RSA responds to the recent report by Joseph Menn of Reuters that they entered into a $10 million contract with NSA to use a flawed random number generator in BSAFE. Menn had reported, in part:
Documents leaked by former NSA contractor Edward Snowden show that the NSA created and promulgated a flawed formula for generating random numbers to create a “back door” in encryption products, the New York Times reported in September. Reuters later reported that RSA became the most important distributor of that formula by rolling it into a software tool called Bsafe that is used to enhance security in personal computers and many other products.
Undisclosed until now was that RSA received $10 million in a deal that set the NSA formula as the preferred, or default, method for number generation in the BSafe software, according to two sources familiar with the contract. Although that sum might seem paltry, it represented more than a third of the revenue that the relevant division at RSA had taken in during the entire previous year, securities filings show.
Here is RSA’s response, in full:
Recent press coverage has asserted that RSA entered into a “secret contract” with the NSA to incorporate a known flawed random number generator into its BSAFE encryption libraries. We categorically deny this allegation.

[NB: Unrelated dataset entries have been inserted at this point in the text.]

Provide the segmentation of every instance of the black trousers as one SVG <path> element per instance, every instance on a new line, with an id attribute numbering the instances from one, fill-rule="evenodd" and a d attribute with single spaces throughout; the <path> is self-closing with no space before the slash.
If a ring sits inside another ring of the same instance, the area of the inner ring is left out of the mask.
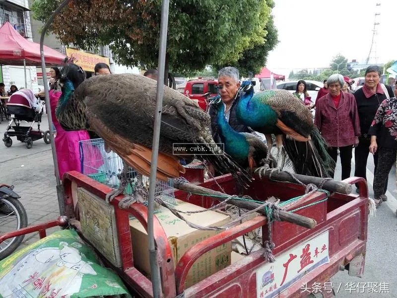
<path id="1" fill-rule="evenodd" d="M 336 163 L 338 158 L 337 147 L 329 147 L 328 148 L 328 153 L 332 159 Z M 351 157 L 352 150 L 353 150 L 353 145 L 339 147 L 340 151 L 339 156 L 340 157 L 340 164 L 342 165 L 342 180 L 347 179 L 350 176 L 351 171 Z M 335 168 L 332 170 L 332 177 L 334 177 L 335 173 Z"/>
<path id="2" fill-rule="evenodd" d="M 354 176 L 356 177 L 362 177 L 366 180 L 367 180 L 367 160 L 368 159 L 369 152 L 369 146 L 371 145 L 371 141 L 367 139 L 360 139 L 360 143 L 358 146 L 354 149 L 354 160 L 356 164 L 355 170 L 354 171 Z M 372 155 L 372 154 L 371 154 Z M 375 165 L 374 175 L 376 175 L 376 170 L 378 168 L 378 159 L 379 156 L 379 150 L 377 150 L 374 156 L 374 164 Z M 388 182 L 389 176 L 386 177 L 385 183 L 385 187 L 383 190 L 384 195 L 386 193 L 388 189 Z M 357 186 L 356 185 L 356 186 Z"/>
<path id="3" fill-rule="evenodd" d="M 397 149 L 381 147 L 378 151 L 379 160 L 374 178 L 374 197 L 376 199 L 380 199 L 381 196 L 386 192 L 384 191 L 385 184 L 389 177 L 389 173 L 396 162 Z"/>

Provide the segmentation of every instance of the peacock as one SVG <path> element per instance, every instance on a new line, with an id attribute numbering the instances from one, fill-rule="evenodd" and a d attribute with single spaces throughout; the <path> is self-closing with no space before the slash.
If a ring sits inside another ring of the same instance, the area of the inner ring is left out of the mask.
<path id="1" fill-rule="evenodd" d="M 220 96 L 217 95 L 209 100 L 217 114 L 216 121 L 225 152 L 242 167 L 249 167 L 251 172 L 254 167 L 264 165 L 265 160 L 270 163 L 270 167 L 274 166 L 275 161 L 272 157 L 269 160 L 267 147 L 261 139 L 249 133 L 238 133 L 229 125 L 225 118 L 225 106 Z"/>
<path id="2" fill-rule="evenodd" d="M 327 145 L 314 126 L 312 114 L 301 100 L 288 91 L 268 90 L 254 94 L 249 81 L 241 86 L 244 91 L 237 103 L 239 121 L 253 130 L 264 134 L 268 144 L 276 136 L 276 160 L 284 149 L 298 174 L 328 177 L 331 174 L 334 161 L 328 153 Z M 269 158 L 269 153 L 267 157 Z M 260 174 L 266 169 L 265 165 Z"/>
<path id="3" fill-rule="evenodd" d="M 124 192 L 128 165 L 139 173 L 134 199 L 144 201 L 147 190 L 140 186 L 142 175 L 150 175 L 157 82 L 134 74 L 98 75 L 83 81 L 72 93 L 69 83 L 60 80 L 63 94 L 56 115 L 62 127 L 95 132 L 104 140 L 106 151 L 113 150 L 123 160 L 120 186 L 108 194 L 107 202 Z M 196 157 L 246 185 L 252 178 L 246 171 L 221 151 L 214 154 L 209 150 L 217 148 L 210 127 L 209 116 L 196 102 L 165 86 L 156 178 L 167 181 L 179 177 L 185 171 L 179 160 L 189 163 Z M 174 143 L 183 145 L 174 148 Z M 197 151 L 198 148 L 205 151 Z"/>

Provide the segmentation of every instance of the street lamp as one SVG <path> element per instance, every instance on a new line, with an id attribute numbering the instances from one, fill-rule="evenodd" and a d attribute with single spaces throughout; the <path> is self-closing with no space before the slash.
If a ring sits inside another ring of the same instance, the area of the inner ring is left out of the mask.
<path id="1" fill-rule="evenodd" d="M 339 74 L 339 66 L 341 64 L 343 64 L 343 62 L 341 62 L 339 64 L 337 64 L 337 63 L 335 63 L 335 62 L 332 62 L 332 63 L 331 63 L 331 64 L 335 64 L 335 65 L 337 66 L 338 68 L 337 68 L 337 70 L 336 71 L 336 72 L 337 72 L 338 74 Z"/>

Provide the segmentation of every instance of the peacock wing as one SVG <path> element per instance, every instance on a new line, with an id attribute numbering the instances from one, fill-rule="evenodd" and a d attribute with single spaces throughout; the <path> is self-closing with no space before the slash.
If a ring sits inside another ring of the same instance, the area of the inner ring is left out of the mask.
<path id="1" fill-rule="evenodd" d="M 278 115 L 277 126 L 287 135 L 301 142 L 310 139 L 314 123 L 312 113 L 301 100 L 286 90 L 258 93 L 251 100 L 271 107 Z"/>
<path id="2" fill-rule="evenodd" d="M 87 113 L 92 129 L 102 138 L 107 147 L 118 154 L 138 172 L 150 176 L 151 149 L 139 144 L 131 142 L 115 133 L 94 115 Z M 159 152 L 156 177 L 164 181 L 168 178 L 177 178 L 180 173 L 185 173 L 185 168 L 174 156 Z"/>

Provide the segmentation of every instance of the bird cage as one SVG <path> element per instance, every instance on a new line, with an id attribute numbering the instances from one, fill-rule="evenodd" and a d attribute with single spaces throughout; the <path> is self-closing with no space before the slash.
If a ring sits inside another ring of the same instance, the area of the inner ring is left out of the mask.
<path id="1" fill-rule="evenodd" d="M 102 139 L 80 141 L 79 143 L 81 173 L 103 184 L 118 188 L 120 181 L 117 175 L 122 172 L 124 166 L 121 158 L 113 151 L 108 153 L 105 150 Z M 136 170 L 130 167 L 128 174 L 132 185 L 127 185 L 125 194 L 131 195 L 133 192 L 137 174 Z M 149 177 L 143 176 L 142 182 L 148 190 Z M 172 179 L 166 182 L 157 179 L 154 195 L 167 205 L 176 205 Z M 159 204 L 155 204 L 155 206 L 157 212 L 164 209 Z"/>

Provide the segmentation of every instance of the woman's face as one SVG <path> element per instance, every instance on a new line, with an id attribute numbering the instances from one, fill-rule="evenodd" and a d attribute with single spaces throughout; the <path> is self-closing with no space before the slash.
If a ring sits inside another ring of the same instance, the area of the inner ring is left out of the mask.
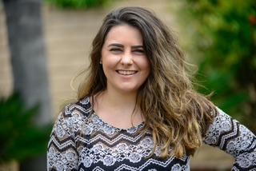
<path id="1" fill-rule="evenodd" d="M 127 25 L 110 29 L 102 49 L 102 60 L 109 90 L 138 93 L 150 72 L 142 35 Z"/>

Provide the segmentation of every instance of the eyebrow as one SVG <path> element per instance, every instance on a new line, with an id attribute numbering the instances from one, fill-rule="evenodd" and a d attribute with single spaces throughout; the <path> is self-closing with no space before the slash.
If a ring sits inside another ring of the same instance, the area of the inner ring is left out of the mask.
<path id="1" fill-rule="evenodd" d="M 111 43 L 110 45 L 107 46 L 107 47 L 110 47 L 110 46 L 117 46 L 117 47 L 124 47 L 123 45 L 122 44 L 118 44 L 118 43 Z M 144 46 L 141 46 L 141 45 L 138 45 L 138 46 L 131 46 L 132 49 L 137 49 L 137 48 L 144 48 Z"/>

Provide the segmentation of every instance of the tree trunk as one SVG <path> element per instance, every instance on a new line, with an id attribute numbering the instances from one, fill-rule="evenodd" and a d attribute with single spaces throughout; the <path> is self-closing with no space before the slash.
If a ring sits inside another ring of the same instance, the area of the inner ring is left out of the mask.
<path id="1" fill-rule="evenodd" d="M 38 125 L 50 122 L 53 116 L 41 2 L 41 0 L 3 0 L 14 90 L 21 93 L 28 108 L 40 105 L 40 112 L 35 119 Z M 22 164 L 21 169 L 45 171 L 46 158 L 44 155 Z"/>

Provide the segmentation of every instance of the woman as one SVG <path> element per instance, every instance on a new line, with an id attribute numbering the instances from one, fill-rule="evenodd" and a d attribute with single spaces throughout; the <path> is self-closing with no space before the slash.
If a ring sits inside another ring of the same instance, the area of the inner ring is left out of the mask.
<path id="1" fill-rule="evenodd" d="M 78 101 L 58 116 L 49 170 L 190 170 L 204 142 L 256 170 L 255 136 L 194 90 L 173 33 L 140 7 L 112 11 Z"/>

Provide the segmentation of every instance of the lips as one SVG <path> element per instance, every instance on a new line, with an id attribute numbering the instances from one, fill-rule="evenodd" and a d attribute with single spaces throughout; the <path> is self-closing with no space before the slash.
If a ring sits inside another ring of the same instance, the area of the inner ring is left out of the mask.
<path id="1" fill-rule="evenodd" d="M 132 75 L 137 73 L 134 70 L 118 70 L 117 72 L 122 75 Z"/>

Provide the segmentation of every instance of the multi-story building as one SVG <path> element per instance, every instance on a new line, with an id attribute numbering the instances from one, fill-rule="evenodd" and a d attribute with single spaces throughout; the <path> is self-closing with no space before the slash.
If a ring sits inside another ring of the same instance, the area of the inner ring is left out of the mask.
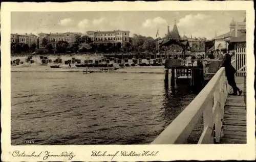
<path id="1" fill-rule="evenodd" d="M 37 44 L 37 37 L 32 33 L 25 35 L 18 34 L 11 34 L 11 43 L 20 43 L 28 44 L 29 46 L 31 46 L 33 43 Z"/>
<path id="2" fill-rule="evenodd" d="M 242 22 L 235 22 L 232 19 L 229 24 L 229 32 L 214 38 L 215 49 L 221 50 L 224 48 L 230 49 L 229 45 L 234 43 L 237 46 L 244 47 L 246 41 L 246 18 Z"/>
<path id="3" fill-rule="evenodd" d="M 69 45 L 73 44 L 76 40 L 76 36 L 81 35 L 81 33 L 66 32 L 62 33 L 43 33 L 38 34 L 39 48 L 44 48 L 45 47 L 42 45 L 42 40 L 45 38 L 48 43 L 52 45 L 53 47 L 56 47 L 56 45 L 59 41 L 66 41 Z"/>
<path id="4" fill-rule="evenodd" d="M 129 42 L 130 31 L 88 31 L 87 35 L 91 38 L 95 44 L 104 44 L 108 43 L 117 43 L 120 42 L 123 44 Z"/>

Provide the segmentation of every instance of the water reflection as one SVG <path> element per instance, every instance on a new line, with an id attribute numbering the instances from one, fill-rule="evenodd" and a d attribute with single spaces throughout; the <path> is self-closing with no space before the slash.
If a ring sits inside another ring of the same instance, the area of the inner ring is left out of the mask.
<path id="1" fill-rule="evenodd" d="M 169 86 L 165 80 L 165 99 L 163 102 L 162 116 L 167 126 L 186 107 L 198 92 L 193 93 L 189 86 Z M 168 83 L 168 82 L 167 82 Z"/>

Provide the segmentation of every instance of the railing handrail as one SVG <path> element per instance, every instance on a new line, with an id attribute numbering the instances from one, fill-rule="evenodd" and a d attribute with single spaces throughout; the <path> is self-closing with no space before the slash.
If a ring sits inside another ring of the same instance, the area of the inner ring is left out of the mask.
<path id="1" fill-rule="evenodd" d="M 185 143 L 194 126 L 197 123 L 205 109 L 207 108 L 207 105 L 209 101 L 213 102 L 212 99 L 215 100 L 213 98 L 214 98 L 213 95 L 222 76 L 225 77 L 224 67 L 221 68 L 217 72 L 196 98 L 151 144 Z M 214 101 L 215 102 L 215 101 Z M 212 109 L 212 107 L 211 108 Z M 212 113 L 212 109 L 209 110 Z M 205 128 L 204 131 L 208 131 L 208 128 L 207 126 L 207 128 Z"/>

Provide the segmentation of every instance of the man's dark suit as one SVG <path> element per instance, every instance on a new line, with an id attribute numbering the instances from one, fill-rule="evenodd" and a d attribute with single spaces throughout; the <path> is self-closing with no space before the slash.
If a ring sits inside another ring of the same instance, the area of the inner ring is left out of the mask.
<path id="1" fill-rule="evenodd" d="M 240 92 L 240 90 L 237 87 L 234 80 L 234 73 L 237 70 L 231 64 L 231 56 L 229 54 L 225 54 L 221 67 L 225 67 L 226 76 L 227 76 L 228 84 L 233 88 L 233 94 L 236 94 L 238 91 Z"/>

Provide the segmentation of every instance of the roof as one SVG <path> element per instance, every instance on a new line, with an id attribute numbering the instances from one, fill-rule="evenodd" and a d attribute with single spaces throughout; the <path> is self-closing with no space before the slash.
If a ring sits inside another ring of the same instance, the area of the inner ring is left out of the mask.
<path id="1" fill-rule="evenodd" d="M 179 41 L 180 39 L 180 34 L 178 31 L 178 28 L 176 24 L 174 24 L 173 30 L 170 32 L 169 39 Z"/>
<path id="2" fill-rule="evenodd" d="M 208 50 L 214 50 L 215 49 L 215 46 L 212 46 L 211 47 L 210 47 L 209 49 L 208 49 Z"/>
<path id="3" fill-rule="evenodd" d="M 119 30 L 114 30 L 112 31 L 87 31 L 86 32 L 87 33 L 114 33 L 116 32 L 127 32 L 127 33 L 130 33 L 130 31 L 121 31 Z"/>
<path id="4" fill-rule="evenodd" d="M 246 36 L 231 37 L 231 42 L 246 42 Z"/>
<path id="5" fill-rule="evenodd" d="M 215 39 L 223 39 L 223 38 L 227 38 L 227 37 L 228 37 L 230 36 L 230 32 L 227 32 L 226 33 L 220 35 L 218 36 L 217 36 L 215 38 Z"/>
<path id="6" fill-rule="evenodd" d="M 236 22 L 234 22 L 234 19 L 232 19 L 232 21 L 231 21 L 230 24 L 229 25 L 230 26 L 236 25 Z"/>

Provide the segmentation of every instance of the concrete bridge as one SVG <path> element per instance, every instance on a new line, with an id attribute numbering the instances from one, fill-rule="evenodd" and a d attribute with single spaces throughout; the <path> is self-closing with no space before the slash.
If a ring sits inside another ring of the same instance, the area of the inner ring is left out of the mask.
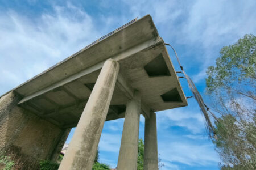
<path id="1" fill-rule="evenodd" d="M 146 15 L 97 40 L 0 98 L 0 150 L 92 169 L 105 121 L 125 118 L 118 169 L 137 169 L 140 114 L 144 168 L 158 169 L 154 112 L 187 105 L 162 38 Z"/>

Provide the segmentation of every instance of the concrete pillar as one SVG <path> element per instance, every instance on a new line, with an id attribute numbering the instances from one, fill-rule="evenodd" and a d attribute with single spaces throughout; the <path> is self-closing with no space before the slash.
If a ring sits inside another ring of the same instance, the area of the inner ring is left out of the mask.
<path id="1" fill-rule="evenodd" d="M 105 62 L 59 169 L 92 169 L 119 69 Z"/>
<path id="2" fill-rule="evenodd" d="M 158 169 L 158 140 L 155 113 L 150 112 L 150 118 L 145 118 L 144 169 Z"/>
<path id="3" fill-rule="evenodd" d="M 52 148 L 52 152 L 49 155 L 49 160 L 51 160 L 52 162 L 57 162 L 60 152 L 61 151 L 63 146 L 65 144 L 65 142 L 66 142 L 67 138 L 68 138 L 71 130 L 71 128 L 63 129 L 61 132 L 57 137 L 58 141 L 57 141 L 54 147 Z"/>
<path id="4" fill-rule="evenodd" d="M 128 102 L 125 110 L 122 140 L 117 169 L 137 169 L 141 94 L 134 92 L 134 99 Z"/>
<path id="5" fill-rule="evenodd" d="M 0 98 L 0 156 L 11 155 L 20 169 L 34 169 L 51 158 L 64 130 L 18 106 L 20 99 L 14 91 Z"/>

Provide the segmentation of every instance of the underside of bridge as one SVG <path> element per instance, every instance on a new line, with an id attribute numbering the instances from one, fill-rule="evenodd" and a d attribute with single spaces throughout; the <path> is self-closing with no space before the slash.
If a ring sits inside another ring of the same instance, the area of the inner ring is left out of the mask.
<path id="1" fill-rule="evenodd" d="M 76 126 L 109 59 L 119 69 L 105 121 L 126 117 L 127 103 L 137 97 L 135 91 L 139 92 L 139 114 L 146 119 L 154 117 L 154 112 L 187 105 L 163 40 L 150 15 L 117 29 L 9 93 L 19 96 L 18 107 L 60 129 Z"/>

We have worked with the NSA, both as a vendor and an active member of the security community. We have never kept this relationship a secret and in fact have openly publicized it. Our explicit goal has always been to strengthen commercial and government security.
Key points about our use of Dual EC DRBG in BSAFE are as follows:
- We made the decision to use Dual EC DRBG as the default in BSAFE toolkits in 2004, in the context of an industry-wide effort to develop newer, stronger methods of encryption. At that time, the NSA had a trusted role in the community-wide effort to strengthen, not weaken, encryption.
- This algorithm is only one of multiple choices available within BSAFE toolkits, and users have always been free to choose whichever one best suits their needs.
- We continued using the algorithm as an option within BSAFE toolkits as it gained acceptance as a NIST standard and because of its value in FIPS compliance. When concern surfaced around the algorithm in 2007, we continued to rely upon NIST as the arbiter of that discussion.
- When NIST issued new guidance recommending no further use of this algorithm in September 2013, we adhered to that guidance, communicated that recommendation to customers and discussed the change openly in the media.
RSA, as a security company, never divulges details of customer engagements, but we also categorically state that we have never entered into any contract or engaged in any project with the intention of weakening RSA’s products, or introducing potential ‘backdoors’ into our products for anyone’s use.
RSA, The Security Division of EMC
Update: Joseph Menn tweeted tonight that they stand by their story.